Sometimes, when we were high into the hills where the roads stopped, I’d jog ahead, my feet digging into the ground because of the fifty extra pounds of ammo on my back. It was mostly scrub and rocks, but when you’re rolling through the landscape long enough, you start to notice the difference between light brown and dark brown and red brown, between opium and cotton, the difference between 100 and 105 degrees. Out of the city we’d hit tobacco or sugar beet or poppy fields. We’d pass donkeys or camels on the road, or other vehicles whose horns played a little song each time they sounded. Depending on who was driving or who was riding, we’d pause at prayer time. Our interpreter Malik would get out and face east as he bowed his head on the road.

It’s hard to run when you’ve got to gear up practically everywhere you go, but I found ways. I started to get up before the heat hit to run around the makeshift track at the FOB that some hardcore marathoners had worn into the earth. A few of them did something called shadow runs, where they timed themselves running the same number of miles as a race back in the States. They got T-shirts and water stations and everything.

I preferred to run alone. Most of our days were hard and long, too hot or too cold, hours and hours waiting on the decisions of our superiors. Alone, running, was the only time when I had control. I could run for as long as I wanted. I could escape into my running dreams.

I imagined I had returned home to Texas, running at the high school track in Buda. I listed jobs in my head that I could do, as unrealistic as I wanted. Firefighter. Gym teacher. Radio DJ. I composed letters to my brother and his wife and my nephew, which I tried to remember as I wrote them later in my Moleskine and mailed them off. I wrote letters to Cassie in my mind and then got nervous when I went to write them down. But I’d send one soon.

When I’d return to our room, Frankie would be Skyping with Elena, or in the community room playing video games with Rooster, or we’d have a briefing before a mission, and he’d have brought me some toast and a warm, dusty bottle of water if I didn’t have time to eat before we had to go.

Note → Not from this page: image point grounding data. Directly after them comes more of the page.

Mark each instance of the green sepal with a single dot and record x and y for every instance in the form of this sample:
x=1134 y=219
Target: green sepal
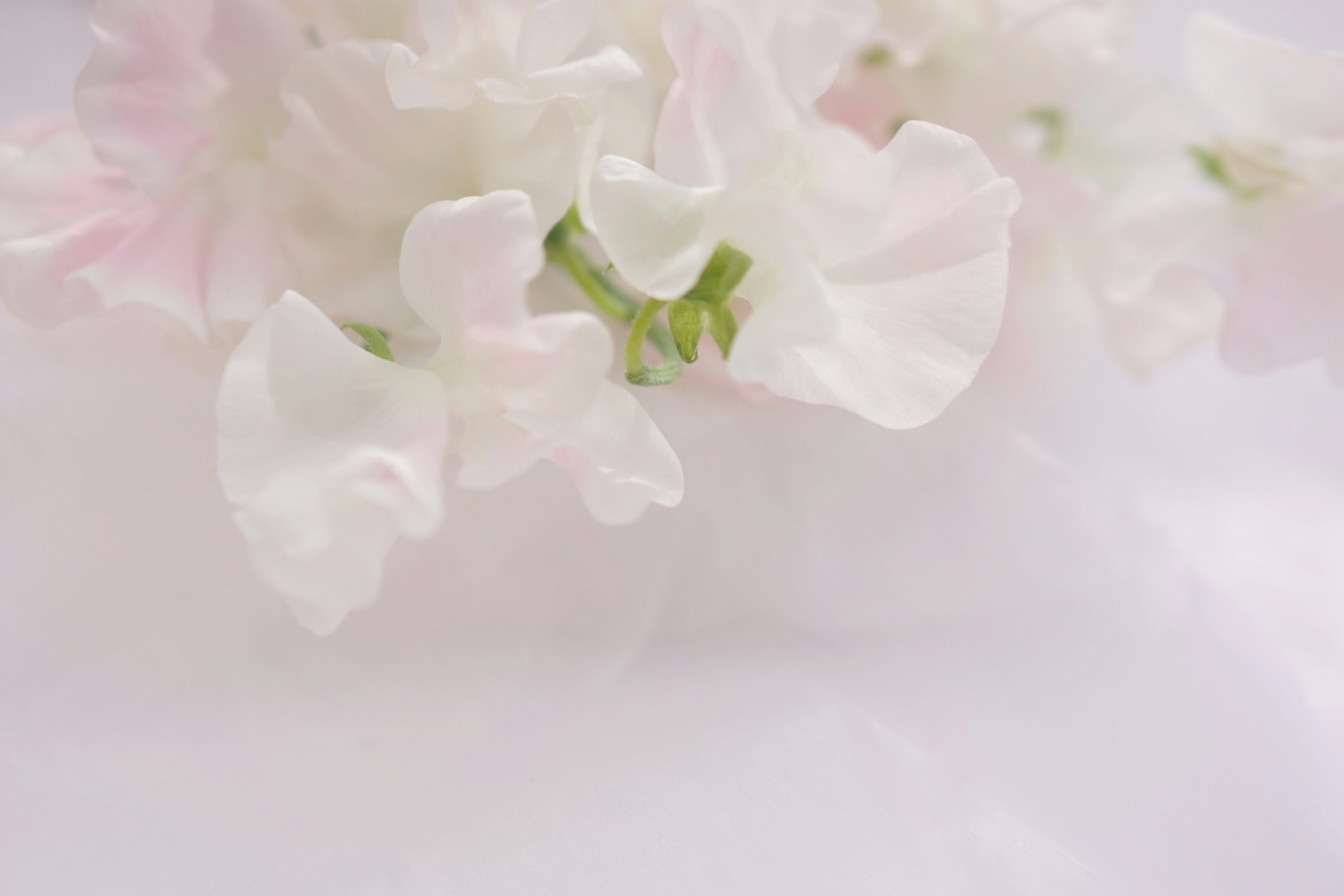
x=376 y=343
x=723 y=328
x=722 y=277
x=687 y=324
x=654 y=377
x=1054 y=123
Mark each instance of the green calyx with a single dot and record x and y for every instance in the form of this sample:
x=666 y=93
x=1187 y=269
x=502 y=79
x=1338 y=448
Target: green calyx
x=706 y=308
x=1216 y=168
x=1054 y=125
x=376 y=342
x=709 y=307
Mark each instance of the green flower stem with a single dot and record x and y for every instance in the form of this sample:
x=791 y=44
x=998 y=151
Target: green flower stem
x=615 y=303
x=635 y=367
x=609 y=300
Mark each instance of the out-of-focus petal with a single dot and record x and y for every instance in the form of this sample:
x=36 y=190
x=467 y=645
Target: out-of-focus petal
x=330 y=456
x=1291 y=308
x=1264 y=86
x=61 y=210
x=552 y=31
x=721 y=117
x=658 y=234
x=170 y=80
x=918 y=315
x=811 y=40
x=376 y=163
x=615 y=455
x=467 y=264
x=206 y=258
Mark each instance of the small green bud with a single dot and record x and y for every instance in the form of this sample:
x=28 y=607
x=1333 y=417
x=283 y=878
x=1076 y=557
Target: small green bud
x=376 y=342
x=1056 y=127
x=722 y=277
x=1216 y=168
x=875 y=57
x=723 y=328
x=687 y=324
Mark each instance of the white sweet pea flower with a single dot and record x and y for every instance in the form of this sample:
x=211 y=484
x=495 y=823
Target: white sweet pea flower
x=518 y=66
x=370 y=167
x=61 y=211
x=976 y=66
x=880 y=279
x=331 y=453
x=168 y=199
x=1245 y=238
x=1284 y=158
x=330 y=456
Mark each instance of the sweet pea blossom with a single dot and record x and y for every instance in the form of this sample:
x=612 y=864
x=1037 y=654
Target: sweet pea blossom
x=518 y=66
x=331 y=455
x=976 y=66
x=166 y=197
x=1248 y=240
x=479 y=117
x=880 y=277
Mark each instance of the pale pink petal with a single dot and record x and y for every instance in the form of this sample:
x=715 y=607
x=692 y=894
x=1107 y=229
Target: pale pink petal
x=1264 y=86
x=376 y=163
x=330 y=456
x=170 y=80
x=552 y=31
x=615 y=455
x=467 y=264
x=660 y=236
x=465 y=269
x=812 y=38
x=918 y=315
x=61 y=210
x=721 y=120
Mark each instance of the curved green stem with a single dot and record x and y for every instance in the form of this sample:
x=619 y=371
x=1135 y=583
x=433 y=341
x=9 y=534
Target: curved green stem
x=636 y=371
x=616 y=303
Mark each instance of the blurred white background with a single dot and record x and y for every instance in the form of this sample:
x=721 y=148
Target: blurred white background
x=1083 y=636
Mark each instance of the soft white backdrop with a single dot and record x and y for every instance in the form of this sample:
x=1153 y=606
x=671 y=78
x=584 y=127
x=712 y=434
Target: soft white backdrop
x=1083 y=636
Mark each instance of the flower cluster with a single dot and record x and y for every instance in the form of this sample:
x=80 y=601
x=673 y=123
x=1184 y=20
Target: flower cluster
x=370 y=203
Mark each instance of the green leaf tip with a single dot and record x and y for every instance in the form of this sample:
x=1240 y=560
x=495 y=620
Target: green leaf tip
x=1216 y=168
x=687 y=323
x=1054 y=123
x=722 y=277
x=376 y=342
x=710 y=304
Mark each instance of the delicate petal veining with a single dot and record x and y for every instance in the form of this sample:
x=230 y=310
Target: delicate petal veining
x=615 y=455
x=330 y=456
x=880 y=277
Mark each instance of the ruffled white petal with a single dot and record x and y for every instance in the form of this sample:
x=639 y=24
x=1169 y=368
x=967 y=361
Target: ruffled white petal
x=1264 y=86
x=552 y=31
x=659 y=236
x=61 y=210
x=208 y=257
x=379 y=166
x=811 y=40
x=720 y=120
x=178 y=86
x=920 y=314
x=615 y=455
x=1291 y=307
x=465 y=269
x=468 y=262
x=330 y=456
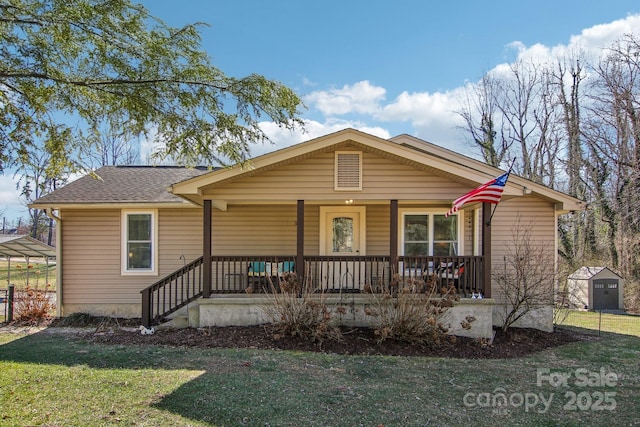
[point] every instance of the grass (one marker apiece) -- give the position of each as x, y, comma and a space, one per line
37, 274
55, 379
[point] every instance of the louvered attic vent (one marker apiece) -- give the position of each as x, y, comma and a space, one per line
348, 170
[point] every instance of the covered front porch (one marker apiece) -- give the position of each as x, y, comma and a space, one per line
328, 273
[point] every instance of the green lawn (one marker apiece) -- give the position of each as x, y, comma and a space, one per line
56, 380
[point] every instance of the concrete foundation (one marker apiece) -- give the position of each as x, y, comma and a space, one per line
350, 310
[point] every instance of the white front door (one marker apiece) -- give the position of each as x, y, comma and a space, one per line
342, 234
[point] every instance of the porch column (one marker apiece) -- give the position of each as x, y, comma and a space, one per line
486, 248
393, 237
299, 264
206, 249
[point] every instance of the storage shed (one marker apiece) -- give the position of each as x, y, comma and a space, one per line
596, 288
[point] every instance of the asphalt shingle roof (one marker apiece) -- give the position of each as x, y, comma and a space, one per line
123, 184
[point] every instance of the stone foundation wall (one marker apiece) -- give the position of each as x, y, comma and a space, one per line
244, 310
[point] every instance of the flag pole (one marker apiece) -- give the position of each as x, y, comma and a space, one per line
496, 206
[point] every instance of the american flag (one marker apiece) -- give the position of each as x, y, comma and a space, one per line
490, 192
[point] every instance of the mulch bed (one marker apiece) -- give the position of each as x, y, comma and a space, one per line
357, 341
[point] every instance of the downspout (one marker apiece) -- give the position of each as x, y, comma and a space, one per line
58, 222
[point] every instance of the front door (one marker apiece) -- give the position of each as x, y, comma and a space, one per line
342, 236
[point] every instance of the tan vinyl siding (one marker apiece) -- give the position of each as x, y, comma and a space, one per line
255, 230
313, 179
180, 238
92, 272
271, 230
378, 217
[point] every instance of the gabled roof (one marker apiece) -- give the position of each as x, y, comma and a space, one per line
25, 246
165, 185
403, 148
586, 273
121, 185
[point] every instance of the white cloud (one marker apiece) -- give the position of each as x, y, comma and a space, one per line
362, 98
282, 138
599, 36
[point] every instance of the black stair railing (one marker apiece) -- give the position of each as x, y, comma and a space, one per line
172, 293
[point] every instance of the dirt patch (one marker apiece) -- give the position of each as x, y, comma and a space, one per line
357, 341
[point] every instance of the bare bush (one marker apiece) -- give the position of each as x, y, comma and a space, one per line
296, 310
32, 306
414, 313
527, 278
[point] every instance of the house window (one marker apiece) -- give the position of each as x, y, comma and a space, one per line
348, 170
139, 242
430, 234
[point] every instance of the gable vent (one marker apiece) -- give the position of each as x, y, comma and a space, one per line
348, 170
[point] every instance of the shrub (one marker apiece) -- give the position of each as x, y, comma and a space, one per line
414, 313
298, 311
32, 306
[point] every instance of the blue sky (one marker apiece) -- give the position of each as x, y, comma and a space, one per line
380, 66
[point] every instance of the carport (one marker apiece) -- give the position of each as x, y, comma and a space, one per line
25, 247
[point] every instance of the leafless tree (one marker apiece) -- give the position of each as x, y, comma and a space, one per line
613, 137
479, 111
528, 276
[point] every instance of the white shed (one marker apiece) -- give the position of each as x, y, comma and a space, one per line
596, 288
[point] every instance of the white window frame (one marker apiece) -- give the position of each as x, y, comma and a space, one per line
124, 222
403, 212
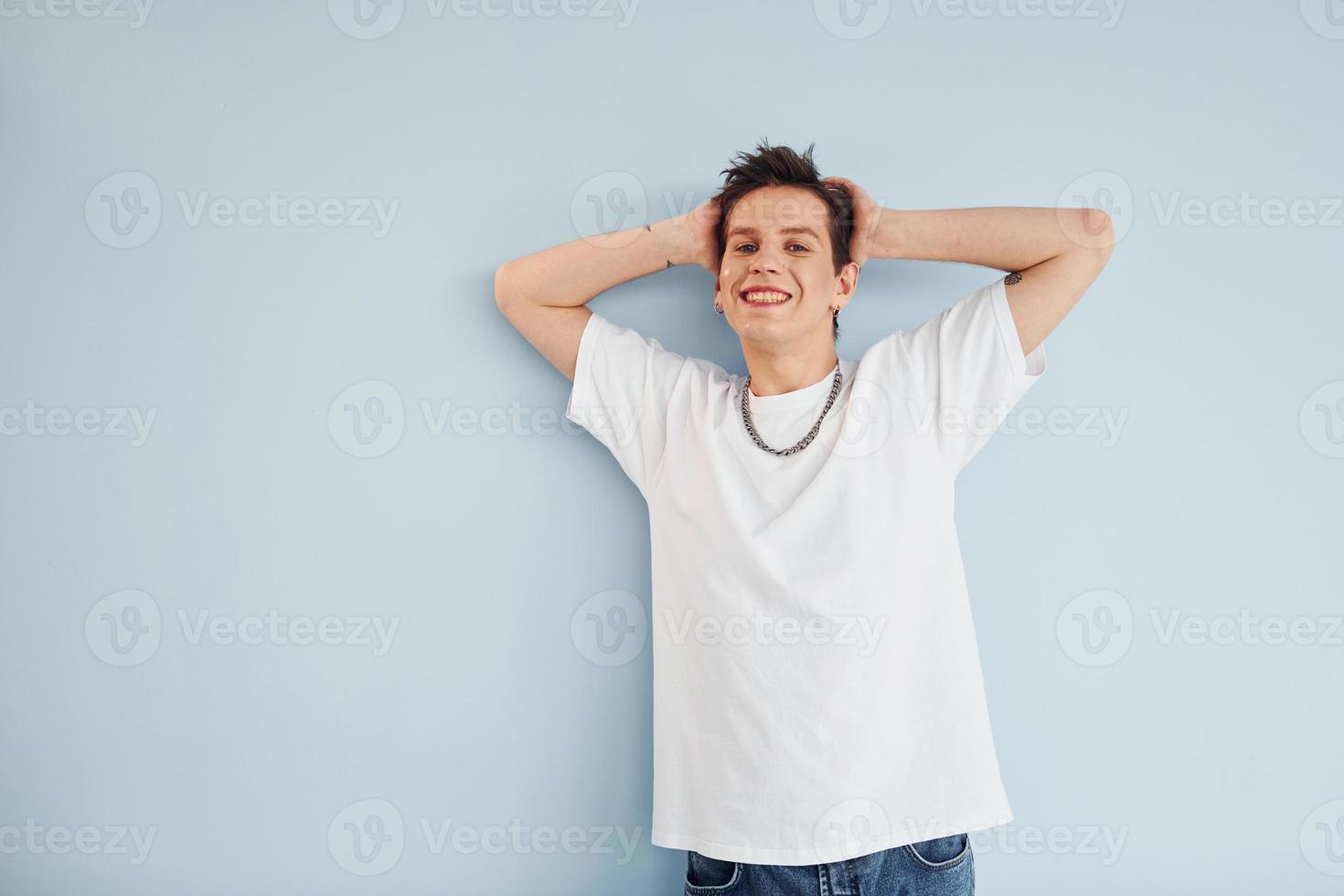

Sometimes we annoyed the shit out of one another. Sometimes Rooster snored and we had to throw pillows at him. Sometimes Frankie had to yell at me to get my laundry done because there wasn’t enough ventilation to handle the smell of sweaty clothes.

But we did everything together. We got the same food poisoning, we hit the floor at the same time if there was an explosion close by, we went to the Hindu barber together in Lashkar Gah, watching the muted Bollywood videos while we got a shave.

It was like having brothers. Friends. It was like having a life.